The dispute in this case centered on what rights owners of lots that did not have frontage on a lake (“Non-Lake Lot Owners”) had to place a dock in the lake based on the restrictive rights for their homeowner’s association (“HOA”) which were recorded in 1922. The HOA consisted of 146 lots. All Non-Lake Lots were granted a perpetual easement over and across seven lakefront outlots for their use and enjoyment, including access to the lake. Some of the Non-Lake Lot Owners construed this broadly enough that they installed a dock and used one of the outlots for activities unrelated to the water (picnics and such). Plaintiff, a “Lake Lot Owner”, had a letter sent to the Non-Lake Lot Owner Defendants demanding that they stop using the outlot and remove the dock. The parties disagreed. Plaintiff sued.

Trial Court

The trial court, on summary disposition “agreed with the Plaintiffs’ interpretation of the restrictive covenants and ruled that Defendants had an easement of access to the lake for water-related activities only” but could not erect a permanent dock.
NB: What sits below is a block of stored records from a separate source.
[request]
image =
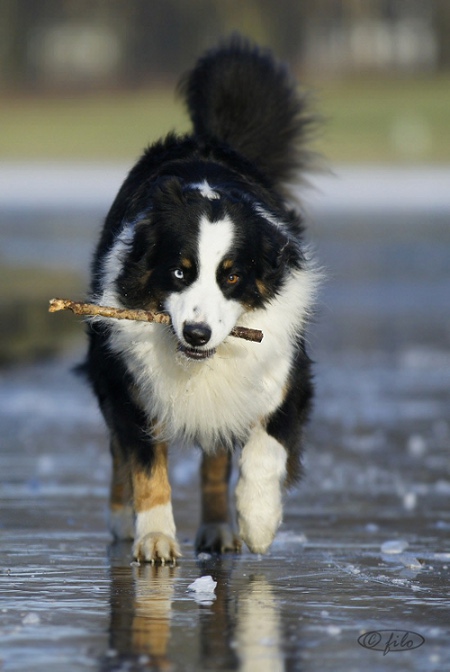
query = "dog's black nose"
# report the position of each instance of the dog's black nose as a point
(196, 333)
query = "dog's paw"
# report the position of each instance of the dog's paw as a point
(217, 538)
(157, 548)
(258, 534)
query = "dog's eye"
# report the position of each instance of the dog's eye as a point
(233, 279)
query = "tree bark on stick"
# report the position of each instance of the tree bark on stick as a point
(93, 310)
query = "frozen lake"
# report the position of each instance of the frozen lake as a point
(365, 543)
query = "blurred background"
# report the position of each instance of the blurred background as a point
(86, 84)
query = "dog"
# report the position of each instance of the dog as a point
(205, 229)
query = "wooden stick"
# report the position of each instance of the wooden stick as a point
(92, 309)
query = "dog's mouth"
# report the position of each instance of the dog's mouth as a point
(195, 353)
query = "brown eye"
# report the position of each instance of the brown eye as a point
(233, 279)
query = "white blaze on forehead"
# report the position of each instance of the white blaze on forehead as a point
(214, 242)
(206, 190)
(203, 301)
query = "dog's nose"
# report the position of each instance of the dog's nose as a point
(196, 333)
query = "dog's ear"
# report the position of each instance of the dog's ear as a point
(278, 252)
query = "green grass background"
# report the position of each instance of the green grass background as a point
(390, 121)
(365, 121)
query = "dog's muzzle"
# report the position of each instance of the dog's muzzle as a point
(196, 335)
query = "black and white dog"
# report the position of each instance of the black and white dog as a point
(202, 229)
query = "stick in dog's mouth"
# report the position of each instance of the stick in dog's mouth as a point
(93, 310)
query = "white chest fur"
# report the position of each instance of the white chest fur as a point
(221, 398)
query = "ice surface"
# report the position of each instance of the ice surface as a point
(205, 584)
(394, 546)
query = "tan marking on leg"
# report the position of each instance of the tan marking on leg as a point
(152, 488)
(121, 491)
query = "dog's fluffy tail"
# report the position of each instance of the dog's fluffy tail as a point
(238, 94)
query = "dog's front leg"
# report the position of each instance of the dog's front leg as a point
(215, 534)
(155, 527)
(259, 489)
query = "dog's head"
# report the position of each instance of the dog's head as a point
(203, 254)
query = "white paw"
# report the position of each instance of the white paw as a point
(156, 547)
(258, 527)
(259, 490)
(121, 522)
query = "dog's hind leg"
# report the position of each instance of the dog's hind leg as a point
(155, 527)
(121, 514)
(215, 534)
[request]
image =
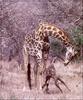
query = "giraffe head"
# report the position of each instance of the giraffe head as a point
(46, 29)
(70, 53)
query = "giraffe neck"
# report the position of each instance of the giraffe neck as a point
(51, 30)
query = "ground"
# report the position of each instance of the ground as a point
(13, 83)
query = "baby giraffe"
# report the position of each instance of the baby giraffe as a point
(49, 73)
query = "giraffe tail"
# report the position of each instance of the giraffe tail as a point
(29, 75)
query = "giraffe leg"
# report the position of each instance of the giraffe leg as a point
(63, 83)
(46, 84)
(56, 80)
(39, 77)
(25, 57)
(29, 72)
(35, 72)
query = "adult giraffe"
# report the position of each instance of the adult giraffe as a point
(39, 43)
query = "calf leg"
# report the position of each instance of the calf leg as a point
(63, 83)
(46, 84)
(58, 86)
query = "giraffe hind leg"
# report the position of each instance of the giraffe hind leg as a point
(58, 87)
(29, 75)
(63, 83)
(46, 84)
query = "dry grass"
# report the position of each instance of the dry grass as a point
(13, 83)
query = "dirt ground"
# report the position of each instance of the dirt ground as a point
(13, 83)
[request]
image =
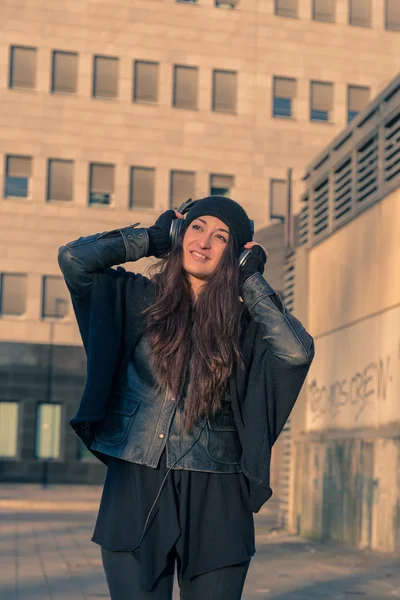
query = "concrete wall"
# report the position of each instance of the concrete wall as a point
(346, 470)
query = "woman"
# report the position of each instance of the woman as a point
(191, 376)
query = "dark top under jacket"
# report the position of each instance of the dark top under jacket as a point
(205, 517)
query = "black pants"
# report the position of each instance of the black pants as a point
(122, 570)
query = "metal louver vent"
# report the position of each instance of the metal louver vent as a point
(342, 189)
(320, 206)
(367, 168)
(392, 148)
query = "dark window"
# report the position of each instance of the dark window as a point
(22, 67)
(360, 13)
(105, 77)
(224, 91)
(221, 185)
(142, 187)
(324, 10)
(284, 95)
(9, 429)
(321, 101)
(286, 8)
(13, 293)
(182, 187)
(18, 174)
(64, 72)
(101, 183)
(226, 3)
(55, 297)
(145, 81)
(48, 430)
(393, 15)
(278, 199)
(358, 98)
(185, 87)
(59, 182)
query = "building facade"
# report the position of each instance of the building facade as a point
(112, 112)
(345, 452)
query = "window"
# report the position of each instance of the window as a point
(48, 430)
(226, 3)
(9, 429)
(324, 10)
(286, 8)
(221, 185)
(146, 81)
(358, 98)
(321, 101)
(55, 297)
(185, 87)
(224, 91)
(284, 94)
(142, 187)
(59, 180)
(393, 15)
(18, 174)
(278, 202)
(101, 183)
(64, 72)
(182, 187)
(22, 67)
(360, 13)
(105, 77)
(13, 293)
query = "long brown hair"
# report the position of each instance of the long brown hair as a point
(195, 345)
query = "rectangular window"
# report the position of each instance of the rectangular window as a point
(18, 174)
(185, 87)
(142, 187)
(13, 293)
(22, 67)
(284, 95)
(321, 101)
(145, 78)
(278, 199)
(105, 77)
(101, 183)
(59, 180)
(221, 185)
(48, 430)
(286, 8)
(358, 98)
(9, 429)
(226, 3)
(324, 10)
(55, 297)
(360, 13)
(393, 15)
(64, 72)
(182, 187)
(224, 91)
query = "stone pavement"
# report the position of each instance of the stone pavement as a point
(46, 553)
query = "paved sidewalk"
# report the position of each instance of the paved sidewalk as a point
(46, 553)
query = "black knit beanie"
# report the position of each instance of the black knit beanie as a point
(229, 211)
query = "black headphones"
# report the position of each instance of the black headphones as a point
(178, 224)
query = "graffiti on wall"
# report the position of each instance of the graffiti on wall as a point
(358, 391)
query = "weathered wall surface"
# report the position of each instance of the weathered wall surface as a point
(346, 469)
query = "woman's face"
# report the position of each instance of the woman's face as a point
(204, 243)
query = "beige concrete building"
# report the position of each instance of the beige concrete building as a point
(345, 478)
(111, 112)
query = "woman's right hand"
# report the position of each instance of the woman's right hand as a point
(159, 234)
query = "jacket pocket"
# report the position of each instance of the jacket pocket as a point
(118, 420)
(223, 443)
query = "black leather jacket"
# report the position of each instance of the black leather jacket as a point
(139, 424)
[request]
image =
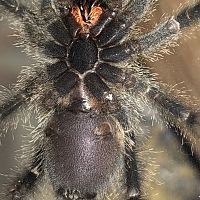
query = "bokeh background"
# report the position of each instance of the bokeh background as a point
(176, 178)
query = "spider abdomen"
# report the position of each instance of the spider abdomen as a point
(83, 153)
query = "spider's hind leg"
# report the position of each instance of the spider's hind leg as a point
(181, 117)
(25, 183)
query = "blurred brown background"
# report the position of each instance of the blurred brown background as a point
(179, 179)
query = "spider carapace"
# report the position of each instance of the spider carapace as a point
(90, 146)
(92, 94)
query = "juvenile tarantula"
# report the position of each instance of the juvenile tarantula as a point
(91, 92)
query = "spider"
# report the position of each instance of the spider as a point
(92, 92)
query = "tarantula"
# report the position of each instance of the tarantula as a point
(91, 92)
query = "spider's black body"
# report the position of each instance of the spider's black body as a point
(92, 95)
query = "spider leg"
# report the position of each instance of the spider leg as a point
(163, 36)
(179, 115)
(25, 183)
(107, 34)
(189, 16)
(132, 174)
(133, 179)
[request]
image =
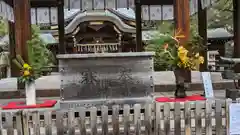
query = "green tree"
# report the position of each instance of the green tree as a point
(220, 15)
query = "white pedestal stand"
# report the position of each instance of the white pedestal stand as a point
(30, 93)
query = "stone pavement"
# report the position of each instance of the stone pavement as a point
(49, 86)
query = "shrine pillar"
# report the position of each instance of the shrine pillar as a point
(236, 28)
(182, 24)
(202, 30)
(22, 27)
(182, 18)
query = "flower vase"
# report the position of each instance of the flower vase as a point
(30, 89)
(181, 79)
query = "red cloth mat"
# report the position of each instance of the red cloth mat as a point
(22, 105)
(187, 98)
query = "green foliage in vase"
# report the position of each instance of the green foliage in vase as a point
(39, 56)
(163, 62)
(3, 27)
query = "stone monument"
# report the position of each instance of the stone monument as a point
(106, 78)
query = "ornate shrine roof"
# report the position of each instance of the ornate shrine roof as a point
(48, 15)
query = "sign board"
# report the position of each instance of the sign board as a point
(234, 119)
(207, 83)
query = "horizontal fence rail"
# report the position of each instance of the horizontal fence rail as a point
(188, 118)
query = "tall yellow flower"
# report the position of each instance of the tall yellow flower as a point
(182, 54)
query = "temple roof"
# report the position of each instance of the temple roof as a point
(123, 8)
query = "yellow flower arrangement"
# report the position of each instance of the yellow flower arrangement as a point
(183, 58)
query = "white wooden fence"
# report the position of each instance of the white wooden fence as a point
(189, 118)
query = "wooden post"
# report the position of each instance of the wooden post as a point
(22, 27)
(61, 28)
(236, 20)
(12, 46)
(30, 89)
(139, 47)
(182, 18)
(182, 24)
(202, 30)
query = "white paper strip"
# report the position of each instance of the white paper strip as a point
(168, 12)
(110, 3)
(145, 13)
(43, 16)
(122, 3)
(193, 6)
(207, 3)
(156, 12)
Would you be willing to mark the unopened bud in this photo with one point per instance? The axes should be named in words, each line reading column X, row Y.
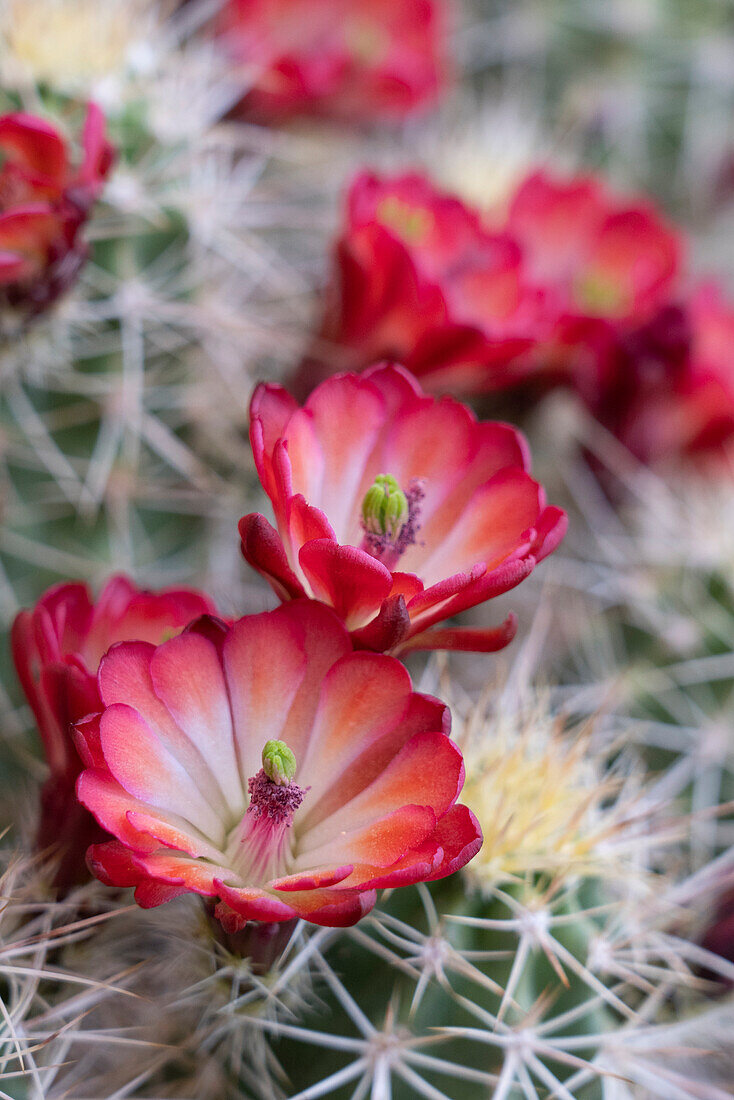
column 384, row 507
column 278, row 762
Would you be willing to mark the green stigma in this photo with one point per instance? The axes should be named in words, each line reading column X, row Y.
column 384, row 507
column 278, row 762
column 600, row 294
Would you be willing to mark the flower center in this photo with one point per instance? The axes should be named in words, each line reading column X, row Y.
column 411, row 223
column 259, row 848
column 390, row 518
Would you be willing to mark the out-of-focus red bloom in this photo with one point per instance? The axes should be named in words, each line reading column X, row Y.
column 44, row 202
column 418, row 279
column 178, row 771
column 671, row 394
column 57, row 647
column 720, row 936
column 602, row 256
column 396, row 508
column 354, row 62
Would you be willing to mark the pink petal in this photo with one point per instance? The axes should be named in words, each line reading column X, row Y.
column 313, row 880
column 263, row 549
column 143, row 766
column 491, row 527
column 363, row 697
column 110, row 804
column 423, row 714
column 460, row 836
column 270, row 409
column 379, row 843
column 349, row 580
column 187, row 677
column 325, row 641
column 124, row 677
column 347, row 414
column 428, row 771
column 467, row 639
column 264, row 667
column 385, row 631
column 463, row 591
column 34, row 144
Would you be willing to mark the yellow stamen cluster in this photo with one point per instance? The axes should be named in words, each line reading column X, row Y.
column 538, row 804
column 69, row 42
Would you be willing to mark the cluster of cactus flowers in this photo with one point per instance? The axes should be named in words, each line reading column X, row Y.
column 264, row 781
column 562, row 284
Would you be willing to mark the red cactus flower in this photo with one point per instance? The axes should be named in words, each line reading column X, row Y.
column 396, row 508
column 418, row 279
column 57, row 647
column 365, row 61
column 671, row 394
column 44, row 202
column 271, row 767
column 603, row 256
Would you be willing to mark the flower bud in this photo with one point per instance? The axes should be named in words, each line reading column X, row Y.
column 278, row 762
column 385, row 507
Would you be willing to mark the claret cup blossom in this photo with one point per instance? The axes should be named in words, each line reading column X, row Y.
column 44, row 202
column 272, row 769
column 57, row 647
column 396, row 508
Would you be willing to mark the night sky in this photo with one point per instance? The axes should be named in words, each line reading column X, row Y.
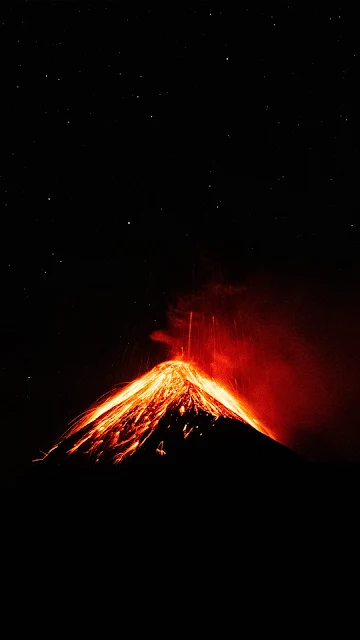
column 148, row 148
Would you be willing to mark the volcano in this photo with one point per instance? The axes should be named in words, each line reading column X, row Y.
column 173, row 413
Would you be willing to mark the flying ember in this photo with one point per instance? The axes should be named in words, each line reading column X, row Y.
column 122, row 423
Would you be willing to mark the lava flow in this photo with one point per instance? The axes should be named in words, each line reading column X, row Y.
column 122, row 423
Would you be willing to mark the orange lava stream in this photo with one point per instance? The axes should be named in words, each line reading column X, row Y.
column 124, row 421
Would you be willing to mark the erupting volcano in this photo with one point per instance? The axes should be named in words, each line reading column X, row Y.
column 174, row 391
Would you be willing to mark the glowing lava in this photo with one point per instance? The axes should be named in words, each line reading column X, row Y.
column 123, row 422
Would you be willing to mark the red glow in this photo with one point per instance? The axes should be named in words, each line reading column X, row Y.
column 125, row 420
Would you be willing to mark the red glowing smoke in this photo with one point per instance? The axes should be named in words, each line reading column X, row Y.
column 292, row 352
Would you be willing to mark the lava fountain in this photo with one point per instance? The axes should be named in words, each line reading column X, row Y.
column 122, row 422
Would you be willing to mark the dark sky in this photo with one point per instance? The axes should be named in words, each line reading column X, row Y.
column 145, row 148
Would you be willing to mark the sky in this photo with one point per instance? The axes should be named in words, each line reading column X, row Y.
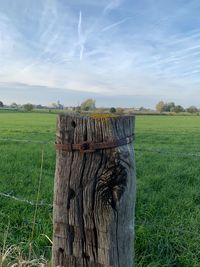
column 127, row 53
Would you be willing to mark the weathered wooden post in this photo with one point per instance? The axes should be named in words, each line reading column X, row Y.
column 94, row 194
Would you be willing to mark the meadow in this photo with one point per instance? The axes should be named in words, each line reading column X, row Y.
column 168, row 187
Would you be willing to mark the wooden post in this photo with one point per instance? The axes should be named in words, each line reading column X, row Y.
column 94, row 193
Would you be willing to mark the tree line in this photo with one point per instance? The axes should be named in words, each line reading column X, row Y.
column 172, row 107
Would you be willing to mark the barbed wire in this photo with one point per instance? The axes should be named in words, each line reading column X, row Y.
column 167, row 228
column 158, row 151
column 32, row 203
column 25, row 141
column 173, row 153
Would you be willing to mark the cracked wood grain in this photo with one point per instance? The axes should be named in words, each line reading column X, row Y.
column 94, row 195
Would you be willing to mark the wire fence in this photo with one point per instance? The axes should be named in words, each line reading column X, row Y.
column 139, row 151
column 51, row 143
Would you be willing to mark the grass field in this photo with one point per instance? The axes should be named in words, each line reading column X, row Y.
column 168, row 187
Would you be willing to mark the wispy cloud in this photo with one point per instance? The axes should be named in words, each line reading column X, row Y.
column 113, row 25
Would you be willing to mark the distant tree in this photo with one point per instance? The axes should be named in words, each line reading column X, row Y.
column 112, row 110
column 192, row 109
column 88, row 104
column 28, row 107
column 165, row 107
column 14, row 105
column 120, row 111
column 178, row 109
column 160, row 106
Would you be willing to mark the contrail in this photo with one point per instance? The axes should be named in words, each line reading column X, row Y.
column 80, row 25
column 112, row 5
column 114, row 25
column 80, row 36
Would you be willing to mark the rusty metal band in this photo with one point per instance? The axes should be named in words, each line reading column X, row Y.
column 90, row 146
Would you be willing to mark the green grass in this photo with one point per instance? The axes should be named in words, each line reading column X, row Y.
column 168, row 182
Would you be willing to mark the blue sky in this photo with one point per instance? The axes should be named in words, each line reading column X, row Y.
column 122, row 53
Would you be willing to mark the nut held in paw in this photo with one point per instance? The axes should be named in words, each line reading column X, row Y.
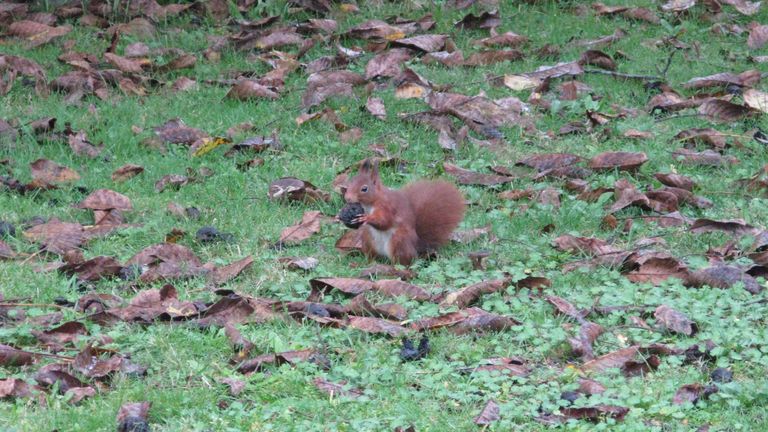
column 349, row 212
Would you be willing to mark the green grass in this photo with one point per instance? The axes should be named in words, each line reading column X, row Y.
column 186, row 364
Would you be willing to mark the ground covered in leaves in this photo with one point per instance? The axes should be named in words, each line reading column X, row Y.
column 170, row 176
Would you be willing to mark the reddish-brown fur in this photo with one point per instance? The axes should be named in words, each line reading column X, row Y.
column 401, row 224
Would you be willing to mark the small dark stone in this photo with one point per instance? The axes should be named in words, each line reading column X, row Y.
column 61, row 301
column 209, row 234
column 133, row 424
column 570, row 396
column 7, row 229
column 409, row 353
column 130, row 272
column 722, row 375
column 317, row 310
column 349, row 212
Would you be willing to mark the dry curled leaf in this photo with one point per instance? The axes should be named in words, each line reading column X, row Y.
column 126, row 172
column 623, row 161
column 335, row 390
column 46, row 172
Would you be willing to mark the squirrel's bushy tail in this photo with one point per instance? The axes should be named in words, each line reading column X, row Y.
column 439, row 207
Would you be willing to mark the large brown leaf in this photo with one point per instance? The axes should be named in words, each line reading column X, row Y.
column 732, row 226
column 322, row 85
column 693, row 393
column 11, row 357
column 224, row 274
column 426, row 43
column 508, row 39
column 623, row 161
column 293, row 189
column 654, row 267
column 46, row 172
column 396, row 287
column 705, row 158
column 176, row 132
column 487, row 19
column 489, row 414
column 758, row 36
column 375, row 106
column 124, row 64
column 335, row 390
column 133, row 416
column 88, row 363
column 611, row 360
column 720, row 110
column 251, row 89
column 36, row 34
column 595, row 413
column 93, row 269
column 14, row 388
column 82, row 147
column 675, row 180
column 744, row 79
column 56, row 236
column 468, row 295
column 466, row 320
column 756, row 99
column 723, row 276
column 376, row 325
column 349, row 286
column 126, row 172
column 377, row 29
column 709, row 136
column 105, row 199
column 582, row 343
column 387, row 64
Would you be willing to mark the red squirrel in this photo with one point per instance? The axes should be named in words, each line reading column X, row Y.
column 402, row 224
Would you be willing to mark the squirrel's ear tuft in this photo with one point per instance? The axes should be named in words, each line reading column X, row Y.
column 375, row 170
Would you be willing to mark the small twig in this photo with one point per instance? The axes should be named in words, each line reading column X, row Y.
column 609, row 309
column 37, row 354
column 669, row 63
column 32, row 305
column 679, row 116
column 623, row 75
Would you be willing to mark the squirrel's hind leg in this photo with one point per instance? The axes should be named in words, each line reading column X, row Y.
column 403, row 247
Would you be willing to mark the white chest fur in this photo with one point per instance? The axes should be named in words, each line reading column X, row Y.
column 381, row 239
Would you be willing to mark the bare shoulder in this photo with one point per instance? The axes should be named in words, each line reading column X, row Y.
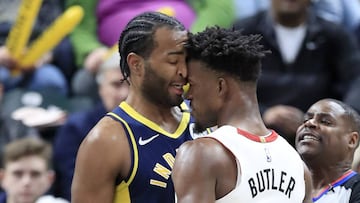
column 203, row 152
column 103, row 156
column 105, row 148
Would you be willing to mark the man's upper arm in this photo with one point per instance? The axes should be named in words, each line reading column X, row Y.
column 308, row 185
column 103, row 155
column 192, row 176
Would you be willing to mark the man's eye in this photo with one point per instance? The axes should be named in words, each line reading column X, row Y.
column 326, row 122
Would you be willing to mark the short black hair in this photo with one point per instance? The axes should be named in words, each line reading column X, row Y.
column 351, row 114
column 227, row 50
column 138, row 36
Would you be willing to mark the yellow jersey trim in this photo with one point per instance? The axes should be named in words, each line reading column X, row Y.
column 181, row 128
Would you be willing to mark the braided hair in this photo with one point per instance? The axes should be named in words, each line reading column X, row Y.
column 227, row 50
column 138, row 36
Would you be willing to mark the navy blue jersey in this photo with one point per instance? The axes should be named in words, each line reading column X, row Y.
column 152, row 156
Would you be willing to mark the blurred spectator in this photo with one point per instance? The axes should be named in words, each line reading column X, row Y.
column 245, row 9
column 26, row 175
column 95, row 33
column 57, row 64
column 311, row 59
column 112, row 90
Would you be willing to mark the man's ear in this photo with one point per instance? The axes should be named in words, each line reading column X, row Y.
column 135, row 63
column 354, row 139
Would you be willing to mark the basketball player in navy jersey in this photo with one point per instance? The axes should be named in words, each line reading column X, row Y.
column 326, row 141
column 129, row 155
column 241, row 161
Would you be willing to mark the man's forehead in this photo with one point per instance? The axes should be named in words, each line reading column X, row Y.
column 170, row 34
column 327, row 107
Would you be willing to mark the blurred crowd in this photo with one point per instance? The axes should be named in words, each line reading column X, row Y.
column 314, row 55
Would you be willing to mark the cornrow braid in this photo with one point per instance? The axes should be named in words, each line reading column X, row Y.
column 137, row 37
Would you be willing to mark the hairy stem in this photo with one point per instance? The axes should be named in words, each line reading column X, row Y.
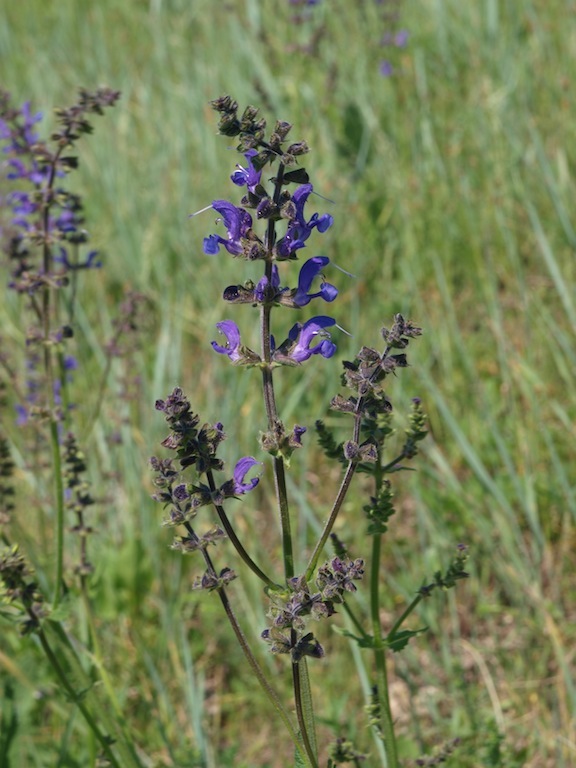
column 237, row 544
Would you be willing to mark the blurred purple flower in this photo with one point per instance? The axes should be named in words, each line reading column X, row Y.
column 299, row 229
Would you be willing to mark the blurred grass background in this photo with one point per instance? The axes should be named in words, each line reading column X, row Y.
column 452, row 183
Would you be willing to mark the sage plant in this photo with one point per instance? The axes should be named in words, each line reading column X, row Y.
column 272, row 225
column 43, row 239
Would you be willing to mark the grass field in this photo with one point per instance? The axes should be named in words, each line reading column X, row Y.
column 450, row 181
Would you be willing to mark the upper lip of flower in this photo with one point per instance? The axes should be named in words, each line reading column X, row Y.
column 243, row 466
column 299, row 229
column 237, row 222
column 307, row 274
column 247, row 176
column 232, row 333
column 304, row 334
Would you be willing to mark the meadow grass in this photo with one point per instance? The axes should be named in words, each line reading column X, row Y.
column 452, row 182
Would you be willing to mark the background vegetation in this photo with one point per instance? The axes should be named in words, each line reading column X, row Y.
column 452, row 181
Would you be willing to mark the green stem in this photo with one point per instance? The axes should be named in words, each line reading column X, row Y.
column 231, row 533
column 383, row 691
column 59, row 494
column 76, row 699
column 97, row 657
column 304, row 711
column 260, row 676
column 342, row 491
column 250, row 658
column 398, row 623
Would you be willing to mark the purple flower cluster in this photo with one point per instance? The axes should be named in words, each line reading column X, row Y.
column 45, row 217
column 304, row 339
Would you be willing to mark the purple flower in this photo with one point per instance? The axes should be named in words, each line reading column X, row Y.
column 261, row 288
column 303, row 335
column 230, row 330
column 299, row 229
column 307, row 274
column 243, row 466
column 21, row 415
column 237, row 222
column 401, row 38
column 248, row 177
Defendants appealed.

Appeals Court:
  1. The court held that the case required a determination of whether or not the Non-Lake Lot Owners were granted riparian rights (land that includes or is bounded by water);
  2. “Owners of riparian land enjoy certain exclusive rights, including the rights to erect and maintain docks and to permanently anchor boats off the shore.”
  3. Restrictive covenants are contracts created with the intention of “enhancing the value of property and is a valuable property right.”
  4. The goal of contract interpretation is to “give effect to the ascertainable intent of the drafter.”
  5. The law allows an original owner of riparian property to grant an easement to other owners in an association to enjoy certain rights traditionally regarded as exclusive to riparian ownership.
  6. The case was reversed and remanded because the restrictive covenants failed to clarify the scope of the easement and dock provisions and therefore additional evidence was required to determine the original grantors intent.
LESSONS:
  1. Riparian rights – access to water – is a valuable property right and people regularly fight about it;
  2. If you want to avoid these fights make sure that your documents are written as clearly as possible in the first place; and
  3. The cost of a lawsuit significantly exceeds the additional cost and time of writing the documents more clearly in the first place.